Mit dem FC Barcelona begeistert er die Fußballwelt, im Argentinien-Trikot gelingt Lionel Messi meist gar nichts. Sein erstes WM-Spiel zeigt: Das könnte vorbei sein.
Es war schon mehr als eine Stunde gespielt, als Lionel Messi einen Freistoß in die Wolken trat. Er verzog das Gesicht, die argentinischen Fans stöhnten. Und alle dachten: Geht das schon wieder los? Können wir Messi schon wieder vergessen bei dieser WM? Was ist verdammt noch mal sein Problem?
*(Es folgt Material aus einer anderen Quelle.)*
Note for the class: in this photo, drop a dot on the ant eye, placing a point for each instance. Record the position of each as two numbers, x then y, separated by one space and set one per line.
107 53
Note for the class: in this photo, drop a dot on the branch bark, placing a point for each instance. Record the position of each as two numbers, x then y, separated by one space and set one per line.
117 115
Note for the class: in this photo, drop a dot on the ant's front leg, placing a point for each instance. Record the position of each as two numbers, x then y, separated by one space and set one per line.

Bis dahin hatte Messi beim WM-Auftakt der Argentinier gegen Bosnien-Herzegowina sehr schlechten Fußball gespielt. Der beste Kicker der vergangenen Jahre bekam zwar immer wieder den Ball zugesteckt, stets verbunden mit der Aufforderung, etwas aus der Gelegenheit zu machen. Doch dann gab es genau zwei Möglichkeiten: Entweder Messi verlor den Ball. Oder er verlor ihn. Wenn Messi sich nicht verdribbelte, landete Brazuca – der Ball – in den Füßen des Gegners. Er bewegte sich kaum und wenn, dann so schwerfällig wie ein betrunkener Tangotänzer.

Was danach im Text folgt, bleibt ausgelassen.